The law defines willful defaulters broadly covering deliberate non-payment of the dues, syphoning off funds to the detriment of the defaulting unit, malfeasance in assets financed, misrepresentation or falsification of records, disposal, or removal of securities without the bank's knowledge, and fraudulent transactions by the borrower. Formally identifying such willful defaulters is in principle not difficult but in practice complicated by the power game. Banks have always known their defaulters of all kinds. The issue is prudent classification and resolution.
The elephant often escaping the claws of the law is willful default through fraud, insider collusions, and misrepresentation of facts. The devil here will be in the details of the application of the new law. The required criminal proceedings, once detected, are hamstrung by the too big to catch problem (TBCP). Some businesses or sectors are considered so vital to the economy that catching them will cause economic collapse, thus justifying generous bailouts in one form or another.
We have given this view a chance for years only to relearn from experience the conventional wisdom on the moral hazard it creates. The expectation of government support reduces the incentives for managers and owners to monitor and control risk-taking behaviour. It creates an unfair advantage for the large firms over their smaller rivals who face higher borrowing costs and regulatory burdens. It imposes a large cost on taxpayers who absorb the losses.

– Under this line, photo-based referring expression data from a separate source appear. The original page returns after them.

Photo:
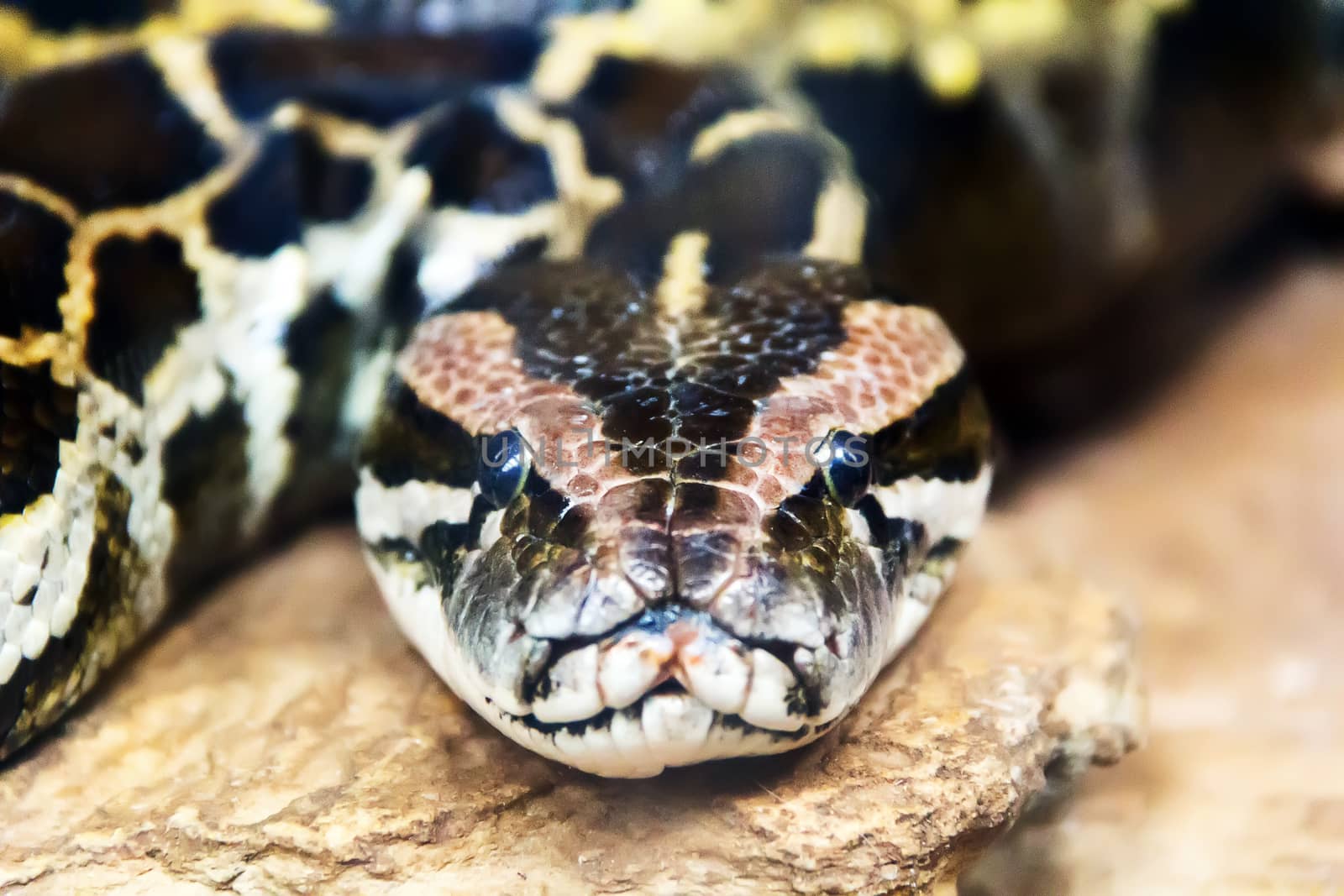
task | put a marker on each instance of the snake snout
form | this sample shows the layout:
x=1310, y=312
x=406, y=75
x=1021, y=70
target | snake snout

Some last-minute changes in the new law raised a few eyebrows. The worry is about the emergence of a concentrated financial sector specialised in fraud and risk taking. Protected by its political power, it can be a toxic source of widespread inefficiencies and inequities.
Prioritise the nuts and bolts of regulatory reforms
A thorough overhaul of regulatory governance to prevent abuse of the penal provisions and attenuate the scope of discretionary powers is overdue. The effectiveness of a policy today depends on the credibility of the commitment to implement that policy in the future.
Bangladesh is among the classic cases in South Asia currently experiencing circumstances where long-run economic outcomes are the opposite of what the law intended. This has a lot to do with the discretion allowing the policymaker to make case-by-case over period-by-period choices without constraint.
A regulatory regime making the financial and nonfinancial behemoths internalise the spillovers of their behaviour on to the financial system can credibly contain the TBCP problem. Such a regime has high capital requirements to induce intermediaries to self-insure against losses; routine stress tests to ensure capital adequacy even under the most severe adversities; globally compliant asset classification and an effective resolution regime.
The banks need to be empowered with the Insolvency and Bankruptcy Code to take expeditious and effective steps against willful breaches of the loan contracts. The courts as well as IBC currently do not help speedy resolution of distressed assets. Delays in legal settlements are deliberately planned. There is hardly any accountability for such delays.
It is not sensible to expect laws to change behaviour when the system has large backdoor escapades of these sorts. Most important for fair play is the vertical and horizontal even handedness of regulatory treatments, a missing norm in the current setting.